Musk wasn’t happy that Bezos was insinuating that this Blue Origin test flight was a “first” for reusability, and he made it known… publicly. On Twitter.
More recently, however, the billionaires seem to have mellowed.
“Great industries are usually built by not just one or two or three companies, but usually by dozens of companies. There can be many winners,” Bezos said in April 2016, a sentiment he has echoed many times since.
“From my point of view, the more the merrier. I want Virgin Galactic to succeed. I want SpaceX to succeed. I want United Launch Alliance to succeed. I want Arianespace to succeed, and of course I want Blue Origin to succeed. And I think they all can.”
Although Bezos’s plan is not in direct competition with Musk’s, the timing of the two announcements is still pretty funny.
And oddly enough, it all may have something to do with President Donald Trump.
A Trump connection
Rumors were swirling in the space industry early this week that Trump would make some kind of announcement about human spaceflight during his speech to a joint session of Congress on Tuesday. However, that big space moment didn’t come to pass.
According to a report by Politico, Trump was expected to include more about his vision for America’s future in space, but most of that got cut at the last minute.

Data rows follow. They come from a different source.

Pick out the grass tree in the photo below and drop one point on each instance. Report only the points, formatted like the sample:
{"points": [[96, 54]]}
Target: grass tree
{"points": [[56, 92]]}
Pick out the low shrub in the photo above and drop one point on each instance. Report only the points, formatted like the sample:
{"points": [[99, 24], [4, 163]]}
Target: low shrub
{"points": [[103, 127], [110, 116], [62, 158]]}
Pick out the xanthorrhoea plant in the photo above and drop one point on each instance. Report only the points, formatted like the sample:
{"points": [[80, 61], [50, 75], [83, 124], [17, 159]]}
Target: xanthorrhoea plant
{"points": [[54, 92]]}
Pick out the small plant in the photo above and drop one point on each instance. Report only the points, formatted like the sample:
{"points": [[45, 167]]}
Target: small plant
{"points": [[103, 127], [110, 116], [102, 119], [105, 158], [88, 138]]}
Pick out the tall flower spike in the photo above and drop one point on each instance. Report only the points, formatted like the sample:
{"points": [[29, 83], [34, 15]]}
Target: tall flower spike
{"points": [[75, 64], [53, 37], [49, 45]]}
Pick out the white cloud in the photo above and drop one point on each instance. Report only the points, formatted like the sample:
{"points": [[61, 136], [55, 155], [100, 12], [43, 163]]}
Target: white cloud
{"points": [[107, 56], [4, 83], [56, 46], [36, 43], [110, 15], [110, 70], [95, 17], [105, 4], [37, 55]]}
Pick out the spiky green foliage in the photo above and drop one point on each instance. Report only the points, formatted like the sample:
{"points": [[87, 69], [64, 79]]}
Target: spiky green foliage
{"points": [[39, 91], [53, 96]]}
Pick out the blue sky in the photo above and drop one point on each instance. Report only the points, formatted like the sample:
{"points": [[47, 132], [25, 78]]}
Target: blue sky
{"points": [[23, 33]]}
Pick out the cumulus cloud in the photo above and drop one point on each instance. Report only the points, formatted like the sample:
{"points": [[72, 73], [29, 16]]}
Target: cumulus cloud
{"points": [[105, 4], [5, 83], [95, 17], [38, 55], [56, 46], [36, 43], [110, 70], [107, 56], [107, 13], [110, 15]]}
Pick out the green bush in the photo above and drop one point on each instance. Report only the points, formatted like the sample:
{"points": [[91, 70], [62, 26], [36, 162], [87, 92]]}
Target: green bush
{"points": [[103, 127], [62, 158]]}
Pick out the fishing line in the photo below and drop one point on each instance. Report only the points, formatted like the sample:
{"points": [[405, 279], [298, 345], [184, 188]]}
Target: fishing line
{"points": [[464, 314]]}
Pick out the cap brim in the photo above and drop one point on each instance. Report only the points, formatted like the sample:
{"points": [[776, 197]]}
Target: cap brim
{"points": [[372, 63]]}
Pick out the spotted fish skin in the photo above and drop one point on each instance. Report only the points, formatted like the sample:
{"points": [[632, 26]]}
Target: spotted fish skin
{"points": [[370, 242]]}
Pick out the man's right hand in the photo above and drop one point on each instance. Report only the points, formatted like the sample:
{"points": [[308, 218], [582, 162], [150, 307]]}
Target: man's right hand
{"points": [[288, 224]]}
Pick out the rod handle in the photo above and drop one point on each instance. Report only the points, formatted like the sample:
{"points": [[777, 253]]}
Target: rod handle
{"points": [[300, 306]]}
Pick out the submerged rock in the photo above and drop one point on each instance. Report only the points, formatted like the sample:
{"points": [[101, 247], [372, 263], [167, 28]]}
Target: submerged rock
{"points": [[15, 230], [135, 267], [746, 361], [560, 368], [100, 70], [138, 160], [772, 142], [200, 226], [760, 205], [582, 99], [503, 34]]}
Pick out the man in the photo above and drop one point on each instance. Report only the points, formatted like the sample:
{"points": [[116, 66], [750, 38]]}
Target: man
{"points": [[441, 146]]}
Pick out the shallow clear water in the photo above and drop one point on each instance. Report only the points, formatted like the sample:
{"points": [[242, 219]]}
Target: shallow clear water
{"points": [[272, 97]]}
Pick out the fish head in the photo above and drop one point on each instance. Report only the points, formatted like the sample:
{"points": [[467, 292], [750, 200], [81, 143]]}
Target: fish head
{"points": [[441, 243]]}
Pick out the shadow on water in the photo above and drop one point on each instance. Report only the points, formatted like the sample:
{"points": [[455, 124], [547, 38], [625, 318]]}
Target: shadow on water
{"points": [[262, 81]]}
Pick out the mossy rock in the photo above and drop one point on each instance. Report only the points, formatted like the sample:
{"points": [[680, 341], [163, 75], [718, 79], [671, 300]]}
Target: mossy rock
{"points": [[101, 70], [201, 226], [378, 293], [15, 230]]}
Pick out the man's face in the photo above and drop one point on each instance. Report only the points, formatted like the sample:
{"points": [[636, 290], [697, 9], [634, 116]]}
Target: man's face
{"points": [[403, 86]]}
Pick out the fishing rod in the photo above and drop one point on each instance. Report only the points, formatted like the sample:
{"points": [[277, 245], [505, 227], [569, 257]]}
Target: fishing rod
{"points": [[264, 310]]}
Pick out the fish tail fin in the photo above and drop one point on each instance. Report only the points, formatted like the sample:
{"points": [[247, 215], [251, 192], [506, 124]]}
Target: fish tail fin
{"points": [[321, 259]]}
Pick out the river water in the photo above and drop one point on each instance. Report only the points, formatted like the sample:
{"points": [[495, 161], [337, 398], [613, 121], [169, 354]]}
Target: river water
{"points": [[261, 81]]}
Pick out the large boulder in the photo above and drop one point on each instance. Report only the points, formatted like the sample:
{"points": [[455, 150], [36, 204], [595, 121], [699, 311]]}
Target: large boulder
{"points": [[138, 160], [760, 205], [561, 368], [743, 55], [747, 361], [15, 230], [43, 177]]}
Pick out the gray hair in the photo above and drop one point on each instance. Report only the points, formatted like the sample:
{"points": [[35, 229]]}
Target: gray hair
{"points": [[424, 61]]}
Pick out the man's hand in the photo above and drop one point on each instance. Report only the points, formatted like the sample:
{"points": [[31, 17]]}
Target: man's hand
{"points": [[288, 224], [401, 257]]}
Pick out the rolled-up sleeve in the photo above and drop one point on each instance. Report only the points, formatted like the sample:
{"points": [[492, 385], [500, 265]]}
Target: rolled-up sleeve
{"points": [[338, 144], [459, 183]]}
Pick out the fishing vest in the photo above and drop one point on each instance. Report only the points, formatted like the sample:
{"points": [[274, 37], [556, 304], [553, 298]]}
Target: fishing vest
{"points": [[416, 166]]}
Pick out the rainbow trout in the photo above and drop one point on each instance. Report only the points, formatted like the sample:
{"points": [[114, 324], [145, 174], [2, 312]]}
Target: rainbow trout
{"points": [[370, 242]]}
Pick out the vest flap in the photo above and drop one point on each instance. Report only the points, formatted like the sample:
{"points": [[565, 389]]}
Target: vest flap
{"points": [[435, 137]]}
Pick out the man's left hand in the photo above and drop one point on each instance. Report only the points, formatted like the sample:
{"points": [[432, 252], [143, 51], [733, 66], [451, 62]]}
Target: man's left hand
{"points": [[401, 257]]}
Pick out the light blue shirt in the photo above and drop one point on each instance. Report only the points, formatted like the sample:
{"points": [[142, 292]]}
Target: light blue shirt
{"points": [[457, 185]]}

Instead, Trump’s only reference to space in his hour-long speech was the line: “American footprints on distant worlds are not too big a dream.”
It’s not clear whether Trump’s expected speech was the tipping point for SpaceX and Blue Origin, but either way, we know that Bezos and Musk have had time to speak with the new president.
Bezos seemed to make nice with Trump at a tech summit held in December 2016. Musk was also in attendance at that meeting, sitting on the exact opposite side of the table from Bezos.
Musk is also part of Trump’s economic advisory council.
Space industry insiders seem to be betting that the U.S. is now on a path back to the moon after former president Barack Obama scrapped the Bush-era plans to send crewed missions back to the lunar surface before heading on to Mars.
For now, however, NASA doesn’t yet have a new administrator and Trump has said little about the future of the space agency under his administration. However, congressional Republicans, who now hold the majority in both the House and Senate, are eager to see greater participation by private companies in space exploration.